Contohnya, membaca biografi atau tulisan yang mengandung buah pikir kental (baca: filosofi hidup) yang cenderung akan membuat saya menjadi seolah-olah sudah tahu tentang dunia luar lewat tulisan itu. Kalau sudah tahu, maka kenapa harus melakukannya juga?

Kalau berdampak bagus, tidak masalah. Bagaimana kalau berdampak buruk?

Itulah yang membuat saya jarang membaca buku biografi atau sejenisnya, sekalipun ada beberapa tokoh yang saya suka pola pikirnya. Tetapi, untuk saat ini, saya belum merasa itu perlu saya baca.

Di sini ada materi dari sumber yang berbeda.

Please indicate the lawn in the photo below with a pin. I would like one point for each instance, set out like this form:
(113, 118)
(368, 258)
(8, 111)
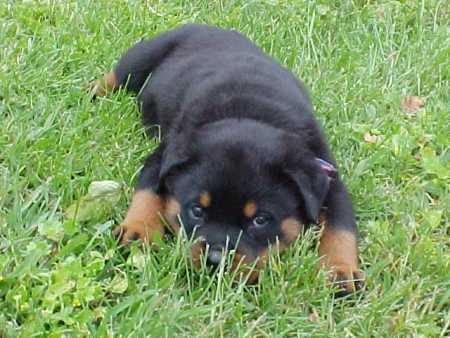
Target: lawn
(62, 275)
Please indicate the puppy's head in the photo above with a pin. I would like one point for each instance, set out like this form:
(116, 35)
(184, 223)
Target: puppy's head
(242, 185)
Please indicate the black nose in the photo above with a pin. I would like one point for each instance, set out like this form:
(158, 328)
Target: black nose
(215, 255)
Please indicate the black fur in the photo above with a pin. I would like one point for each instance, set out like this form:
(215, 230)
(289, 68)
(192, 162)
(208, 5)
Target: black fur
(237, 125)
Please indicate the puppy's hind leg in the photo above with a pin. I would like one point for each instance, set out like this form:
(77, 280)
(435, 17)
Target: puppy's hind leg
(135, 66)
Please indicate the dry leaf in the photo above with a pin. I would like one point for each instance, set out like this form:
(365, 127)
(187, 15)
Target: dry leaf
(314, 316)
(369, 138)
(411, 104)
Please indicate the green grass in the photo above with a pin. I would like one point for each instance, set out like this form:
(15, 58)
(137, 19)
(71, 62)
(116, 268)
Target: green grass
(357, 57)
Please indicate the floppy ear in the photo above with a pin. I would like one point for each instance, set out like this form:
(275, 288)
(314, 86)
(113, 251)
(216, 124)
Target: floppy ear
(313, 182)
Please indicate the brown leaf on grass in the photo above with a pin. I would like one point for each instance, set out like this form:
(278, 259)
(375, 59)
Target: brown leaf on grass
(369, 138)
(314, 316)
(411, 104)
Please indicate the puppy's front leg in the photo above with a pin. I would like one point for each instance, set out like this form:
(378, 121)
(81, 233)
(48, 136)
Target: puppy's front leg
(143, 218)
(338, 242)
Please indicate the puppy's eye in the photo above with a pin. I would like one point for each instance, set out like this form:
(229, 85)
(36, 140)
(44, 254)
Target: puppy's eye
(261, 220)
(196, 211)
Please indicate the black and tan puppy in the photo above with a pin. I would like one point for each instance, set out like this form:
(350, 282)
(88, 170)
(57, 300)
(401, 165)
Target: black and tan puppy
(242, 160)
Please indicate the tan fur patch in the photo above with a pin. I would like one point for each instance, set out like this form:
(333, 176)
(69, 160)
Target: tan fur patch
(171, 211)
(205, 199)
(249, 209)
(143, 218)
(291, 229)
(338, 247)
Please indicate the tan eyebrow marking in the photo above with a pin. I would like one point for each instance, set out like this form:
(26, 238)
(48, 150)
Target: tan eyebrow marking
(249, 209)
(291, 228)
(205, 199)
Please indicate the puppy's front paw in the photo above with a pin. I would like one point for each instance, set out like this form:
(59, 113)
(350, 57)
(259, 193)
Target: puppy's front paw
(129, 232)
(346, 279)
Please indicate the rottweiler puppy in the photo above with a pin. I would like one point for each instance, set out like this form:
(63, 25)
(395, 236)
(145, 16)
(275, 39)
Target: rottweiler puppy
(242, 161)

Mungkin, nanti kalau saya sudah beruban penuh, buku-buku semacam itu akan saya baca dengan khidmat. Atau, mungkin kalau saya sedang khilaf.

Dari penggambaran tentang bacaan yang belum saya baca, maka saya masih menganggap diri saya belum sepenuhnya gemar membaca. Yang saya baca masih sederhana, yang masih mudah masuk ke dalam logika dangkal.

Tetapi, kalau ada yang ngeyel bertanya mengapa saya membaca, maka jawabannya adalah "saya menulis". Ketika saya menulis dan bahkan bisa dikatakan wajib menulis, maka saya juga wajib membaca.

Menulis yang sering dianggap hasil dari 'kesoktahuan' seseorang, sebenarnya juga merupakan hasil dari ketidaktahuan seseorang. Bahkan secara bukti, banyak tulisan saya yang dihasilkan dari ketidaktahuan.

Tulisan tentang bola saja masih banyak yang berawal dari ketidaktahuan. Kalau ada pembaca yang lebih tahu, pasti akan mudah mendeteksinya. Serius!

Itulah kenapa, kalau ada yang menganggap penulis itu adalah orang yang soktahu, mungkin orang itu tidak tahu rasanya menjadi orang yang tidak tahu tapi ingin tahu. Uniknya, itu sebenarnya bisa orang itu lakukan, kalau dia mau menjadi pembaca yang budiman.

Ingat, saya belum menjadi pembaca yang budiman, maka ketika saya menulis, itulah jalan untuk saya dapat menjadi pembaca budiman suatu saat nanti.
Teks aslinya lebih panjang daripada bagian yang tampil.